Au milieu de ce vacarme assourdissant, une silhouette traversa la grande place en direction de la périphérie ouest de la ville. On pouvait à peine le distinguer dans le brouillard et l’obscurité. La pénombre semblait ne pas le gêner.

L’inconnu, d’une allure bien pressée, se dépêcha de prendre la direction du marché. A peine quelques foulées, que déjà, il fut pris d’une nausée si soudaine qu’il eut à peine le temps de se protéger les narines. En soirée, les odeurs nauséabondes de déchets de poissons et d’aliments pourris se mêlaient à la fraicheur glaciale, au grand désarroi de tous ceux qui se hasardaient encore à traverser la place du marché à des heures tardives. Notre inconnu aurait bien voulu s’épargner cette puanteur infecte et insurmontable, mais cette voie restait le seul raccourci pour rejoindre rapidement sa destination. Sans réellement se préoccuper de cette senteur répugnante, il continua d’un pas pressant de faufiler entre les étables, les boutiques et les multiples comptoirs maladroitement aménagés.

Finalement, parvenu à l’autre bout du marché, l’inconnu bifurqua et pour rejoindre un chemin sinueux presque jamais fréquenté. Il s’y engouffra en se frayant sur le coup un passage entre les hautes herbes qui lui obstruaient la voie. Cette ardeur opiniâtre le conduisit sur une longue piste étroite, une sorte de tunnel, où la lumière des étoiles semblait s’évanouir sous l’effet des branches entrelacées des eucalyptus qui jonchaient les abords.

La nuit était déjà moins sombre quand l’inconnu déboucha enfin sur une petite allée qui bordait la haute clôture d’un vaste domaine. Il la longea jusqu’à une poterne, une petite porte discrètement encastrée aux murs de la clôture, où cinq guerriers lourdement armés surveillaient l’obscurité.

A sa vue, les sentinelles se mirent aussitôt sur leur garde, prêt à dégainer leur épée.

Halte ! Qui va là ? lui cria l’un d’eux, qui avait déjà avancé d’un pas.

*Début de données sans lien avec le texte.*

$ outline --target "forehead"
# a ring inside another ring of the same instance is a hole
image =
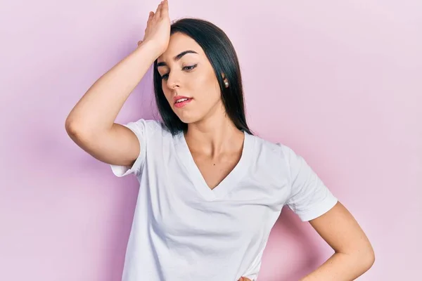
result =
[[[170,61],[172,58],[186,50],[195,51],[200,55],[205,55],[203,50],[195,40],[183,33],[176,32],[170,36],[169,46],[158,57],[158,61]]]

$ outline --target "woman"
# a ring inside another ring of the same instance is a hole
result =
[[[114,123],[153,63],[162,122]],[[72,139],[140,183],[122,279],[256,280],[287,204],[335,254],[302,280],[350,280],[373,264],[368,239],[306,162],[252,135],[236,52],[200,20],[151,12],[143,40],[100,77],[66,120]]]

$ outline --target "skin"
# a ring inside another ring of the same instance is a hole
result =
[[[186,51],[196,53],[174,60]],[[188,124],[186,143],[207,184],[213,189],[240,159],[244,133],[226,117],[214,70],[193,39],[181,33],[172,35],[158,65],[162,65],[158,69],[165,98],[179,118]],[[176,96],[193,99],[177,108]]]
[[[188,50],[197,53],[173,59]],[[213,188],[240,159],[243,133],[227,118],[212,65],[194,40],[182,34],[172,35],[168,48],[158,61],[163,65],[158,71],[163,77],[165,97],[176,115],[188,124],[186,141],[203,176]],[[177,95],[193,100],[177,108],[174,104]],[[352,280],[373,264],[375,256],[368,237],[340,202],[309,223],[335,254],[302,281]],[[240,280],[249,279],[243,277]]]
[[[70,138],[83,150],[105,163],[132,166],[140,145],[131,130],[114,122],[124,103],[155,59],[165,96],[176,115],[188,124],[185,138],[210,188],[224,178],[238,162],[244,134],[227,117],[218,82],[202,48],[191,38],[170,36],[168,2],[151,12],[143,40],[129,55],[100,77],[66,119]],[[174,57],[188,50],[179,60]],[[197,65],[196,67],[187,67]],[[224,77],[224,74],[221,74]],[[229,85],[230,86],[230,85]],[[193,98],[176,108],[176,95]],[[368,237],[350,212],[338,202],[324,215],[309,222],[335,254],[302,281],[352,280],[368,270],[375,261]],[[240,280],[250,281],[245,277]]]

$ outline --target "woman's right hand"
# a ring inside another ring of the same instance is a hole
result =
[[[138,42],[151,43],[161,55],[169,46],[170,40],[170,18],[168,0],[164,0],[157,7],[155,13],[150,12],[143,39]]]

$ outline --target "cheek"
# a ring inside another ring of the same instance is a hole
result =
[[[204,103],[213,103],[220,99],[218,81],[213,72],[196,75],[191,81],[193,93]]]

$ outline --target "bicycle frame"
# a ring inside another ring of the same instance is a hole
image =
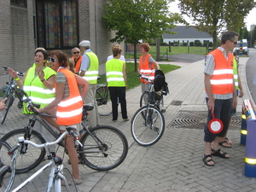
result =
[[[55,191],[60,191],[61,190],[61,179],[60,178],[64,180],[66,187],[70,191],[70,188],[69,188],[69,185],[68,185],[68,183],[67,183],[66,177],[60,172],[60,171],[62,170],[63,166],[62,165],[57,166],[57,165],[55,164],[55,161],[54,161],[54,159],[53,159],[55,154],[52,155],[50,154],[49,150],[49,146],[55,145],[55,144],[59,143],[64,138],[64,137],[67,136],[67,134],[71,134],[71,133],[69,133],[68,131],[66,131],[64,133],[61,134],[61,136],[56,141],[51,142],[51,143],[43,143],[43,144],[34,143],[31,141],[25,140],[23,137],[19,137],[18,138],[19,143],[10,149],[10,153],[13,153],[12,151],[16,150],[20,146],[20,143],[31,144],[31,145],[32,145],[36,148],[44,148],[46,152],[47,152],[47,156],[48,156],[48,159],[49,159],[49,162],[46,165],[44,165],[41,169],[39,169],[38,172],[36,172],[34,174],[32,174],[31,177],[29,177],[21,184],[20,184],[18,187],[16,187],[13,190],[14,192],[20,191],[26,184],[28,184],[31,181],[32,181],[35,177],[37,177],[38,175],[40,175],[45,169],[47,169],[49,166],[51,166],[51,171],[50,171],[49,179],[49,182],[48,182],[48,186],[47,186],[47,190],[46,191],[47,192],[51,191],[54,178],[56,180],[56,183],[55,184],[55,189],[58,189],[58,190],[55,190]],[[78,140],[76,140],[76,141],[78,142]],[[80,143],[79,143],[79,144],[81,145]],[[15,155],[17,155],[17,152],[15,153]],[[55,174],[55,173],[57,173],[57,174]]]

Notre inconnu s’arrêta spontanément et déclina à haute voix son identité. Le garde marcha sur lui et souleva la torche à la hauteur de son visage, comme pour authentifier son identité, puis hocha la tête.

Vous pouvez y aller ! lui dit-il. Il se retourna ensuite vers ses confrères et leur cria : C’est bon, il peut passer !

Sur cet ordre, les quatre autres sentinelles cédèrent le passage à notre inconnu franchi la poterne et disparu complètement sous sa petite ouverture noire et béante.

La poterne donnait sur une vaste plantation où bananiers, manioc et quelques rares arbres fruitiers cohabitaient harmonieusement. L’inconnu suivit sans aucune hésitation le sentier qui le conduisit en contrebas du domaine, où un dédale inextricable de voies étroites et identiques reliait quelques ilots de cases. Notre inconnu qui semblait parfaitement maitriser les lieux emprunta celle allait jusqu’au bas fond du hameau, plus exactement où, adossées à une forêt de grands arbres, une grande et modeste case semblait aménagée exprès à l’écart de tout. En ce lieu, on pouvait sentir l’air agréable que dégageaient les arbres ou écouter le merveilleux chant des eaux qui émanait de la rivière.

L’inconnu s’approcha de la plus grande des trois. Devant l’entrée, deux guerriers armés d’arc et de flèches gardaient le passage. Notre inconnu s’arrêta à environ un mètre d’eux et leva la main en signe de salutation. L’un des gardes s’approcha. Ils échangèrent quelques secondes puis le garde fit signe à son confrère qui ouvrit aussitôt la porte. Notre inconnu franchit avec empressement le seuil, suivit le couloir, traversa le grand salon et prit directement la direction de la principale chambre, elle aussi gardée par deux guerriers. A la vue de notre inconnu, l’un des gardes frappa instantanément à la porte et une voix grave sortit de la chambre. Le garde entrouvrit la porte et sur un geste de sa part notre inconnu, à pas hésitant, rentra timidement et referma aussitôt derrière lui.